If the user -> similar users relationship is really fixed for some test this 
isn’t even a Mahout problem… All you need to do is create a linear combination 
of all the similar user's preferences and rank accordingly. This produces 
ranked recs for some “current user”. If you have a record of user preferences 
and similar users it’s not even a Mahout thing. A DB will do this just fine for 
a test.

The current code in spark-rowsimilarity will give similar users based on 
interaction input data using LLR. Adding a custom distance metric to 
SimilarityAnalysis.rowSimilarity should be pretty easy.

So you have several ways to go using new code or old Taste code.
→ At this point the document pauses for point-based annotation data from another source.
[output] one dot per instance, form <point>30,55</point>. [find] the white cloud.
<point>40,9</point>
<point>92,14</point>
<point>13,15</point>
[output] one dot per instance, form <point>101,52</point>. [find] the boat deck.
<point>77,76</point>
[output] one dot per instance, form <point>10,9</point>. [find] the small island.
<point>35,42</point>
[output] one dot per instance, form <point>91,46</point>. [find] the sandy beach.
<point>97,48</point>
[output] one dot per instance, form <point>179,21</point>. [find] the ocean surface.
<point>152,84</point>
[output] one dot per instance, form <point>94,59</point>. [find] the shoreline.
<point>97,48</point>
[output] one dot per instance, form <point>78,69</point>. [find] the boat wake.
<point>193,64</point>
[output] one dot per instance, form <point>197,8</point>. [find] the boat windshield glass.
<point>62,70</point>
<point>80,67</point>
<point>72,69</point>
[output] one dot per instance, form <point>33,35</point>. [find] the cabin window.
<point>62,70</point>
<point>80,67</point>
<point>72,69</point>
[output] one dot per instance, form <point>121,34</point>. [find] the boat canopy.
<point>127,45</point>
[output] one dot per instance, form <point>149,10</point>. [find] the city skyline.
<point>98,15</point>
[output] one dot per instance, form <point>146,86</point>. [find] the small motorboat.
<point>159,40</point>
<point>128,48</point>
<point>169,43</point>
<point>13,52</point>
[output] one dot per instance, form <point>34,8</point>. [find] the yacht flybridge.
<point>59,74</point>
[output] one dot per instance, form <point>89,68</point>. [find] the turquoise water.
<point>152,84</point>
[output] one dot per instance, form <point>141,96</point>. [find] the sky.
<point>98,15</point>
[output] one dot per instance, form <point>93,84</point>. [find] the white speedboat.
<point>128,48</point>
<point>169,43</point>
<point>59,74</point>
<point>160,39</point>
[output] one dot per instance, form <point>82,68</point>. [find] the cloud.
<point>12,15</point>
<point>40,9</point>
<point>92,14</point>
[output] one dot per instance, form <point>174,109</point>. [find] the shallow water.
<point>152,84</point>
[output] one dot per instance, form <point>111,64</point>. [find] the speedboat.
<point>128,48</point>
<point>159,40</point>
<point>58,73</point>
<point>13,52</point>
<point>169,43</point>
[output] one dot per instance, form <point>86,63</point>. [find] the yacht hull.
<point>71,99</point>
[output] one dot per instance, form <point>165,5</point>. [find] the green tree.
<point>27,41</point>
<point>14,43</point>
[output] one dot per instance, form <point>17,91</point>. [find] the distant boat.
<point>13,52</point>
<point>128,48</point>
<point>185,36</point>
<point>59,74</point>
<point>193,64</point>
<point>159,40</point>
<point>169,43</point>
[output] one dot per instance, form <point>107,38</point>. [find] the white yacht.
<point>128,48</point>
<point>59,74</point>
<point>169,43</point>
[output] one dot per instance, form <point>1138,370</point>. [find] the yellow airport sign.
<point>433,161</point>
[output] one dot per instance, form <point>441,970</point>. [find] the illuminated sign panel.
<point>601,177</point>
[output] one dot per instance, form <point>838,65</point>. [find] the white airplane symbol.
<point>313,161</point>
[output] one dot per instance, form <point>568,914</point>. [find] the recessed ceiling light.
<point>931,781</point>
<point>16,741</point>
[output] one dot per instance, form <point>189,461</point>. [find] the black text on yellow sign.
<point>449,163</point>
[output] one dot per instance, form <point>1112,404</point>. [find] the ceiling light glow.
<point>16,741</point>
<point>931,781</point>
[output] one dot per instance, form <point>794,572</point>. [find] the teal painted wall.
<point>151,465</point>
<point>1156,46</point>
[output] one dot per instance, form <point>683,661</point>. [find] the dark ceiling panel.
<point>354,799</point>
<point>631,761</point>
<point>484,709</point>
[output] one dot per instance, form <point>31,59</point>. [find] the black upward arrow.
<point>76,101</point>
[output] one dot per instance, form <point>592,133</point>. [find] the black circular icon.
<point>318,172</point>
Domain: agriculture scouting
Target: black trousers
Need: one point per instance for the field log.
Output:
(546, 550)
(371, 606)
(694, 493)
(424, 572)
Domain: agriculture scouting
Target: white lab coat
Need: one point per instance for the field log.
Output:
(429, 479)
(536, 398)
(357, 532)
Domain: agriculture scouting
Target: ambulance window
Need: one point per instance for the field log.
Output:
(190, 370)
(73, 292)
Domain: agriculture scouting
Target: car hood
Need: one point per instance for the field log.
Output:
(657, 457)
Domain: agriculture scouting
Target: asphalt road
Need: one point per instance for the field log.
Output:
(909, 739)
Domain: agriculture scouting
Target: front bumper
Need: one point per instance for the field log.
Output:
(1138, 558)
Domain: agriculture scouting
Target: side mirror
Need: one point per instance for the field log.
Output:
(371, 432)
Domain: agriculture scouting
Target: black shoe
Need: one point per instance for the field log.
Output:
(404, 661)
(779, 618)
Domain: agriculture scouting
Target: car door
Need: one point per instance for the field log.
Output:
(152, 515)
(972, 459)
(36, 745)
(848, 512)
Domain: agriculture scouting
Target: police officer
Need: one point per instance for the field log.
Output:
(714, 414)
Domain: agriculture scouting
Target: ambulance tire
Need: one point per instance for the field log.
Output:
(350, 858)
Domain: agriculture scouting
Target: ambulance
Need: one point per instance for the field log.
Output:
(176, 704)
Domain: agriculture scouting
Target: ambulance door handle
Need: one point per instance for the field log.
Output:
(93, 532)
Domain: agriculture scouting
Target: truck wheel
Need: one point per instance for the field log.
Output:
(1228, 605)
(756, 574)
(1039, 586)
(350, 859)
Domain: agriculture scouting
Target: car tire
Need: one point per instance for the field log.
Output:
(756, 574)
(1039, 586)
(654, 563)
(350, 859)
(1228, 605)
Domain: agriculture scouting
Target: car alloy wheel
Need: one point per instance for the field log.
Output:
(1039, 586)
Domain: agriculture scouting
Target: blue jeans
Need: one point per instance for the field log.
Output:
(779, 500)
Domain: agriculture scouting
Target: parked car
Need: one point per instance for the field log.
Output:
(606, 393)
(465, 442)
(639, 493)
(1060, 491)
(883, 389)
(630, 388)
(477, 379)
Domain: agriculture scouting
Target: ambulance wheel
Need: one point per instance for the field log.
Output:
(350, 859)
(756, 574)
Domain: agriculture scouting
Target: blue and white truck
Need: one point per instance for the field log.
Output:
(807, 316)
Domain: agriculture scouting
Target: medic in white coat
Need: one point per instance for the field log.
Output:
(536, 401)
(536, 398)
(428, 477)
To make it 
work generally you’ll have to write some code since your metric is really new.


On Feb 13, 2015, at 11:14 AM, Ted Dunning <[email protected]> wrote:

On Fri, Feb 13, 2015 at 11:11 AM, Eugenio Tacchini <
[email protected]> wrote:

> Is there anyone who can give me some hints about this task?
> 

Another way to look at this is to try to wedge this into the item
similarity code.

There are hooks available in the map-reduce version of item similarity to
put an arbitrary user distance in.  This only works well if there are
sparsity constraints that limit the number of distances that need to be
computed, but if it works, it can be really excellent.  This would allow
you to put your distances in and still use an indicator-based recommender.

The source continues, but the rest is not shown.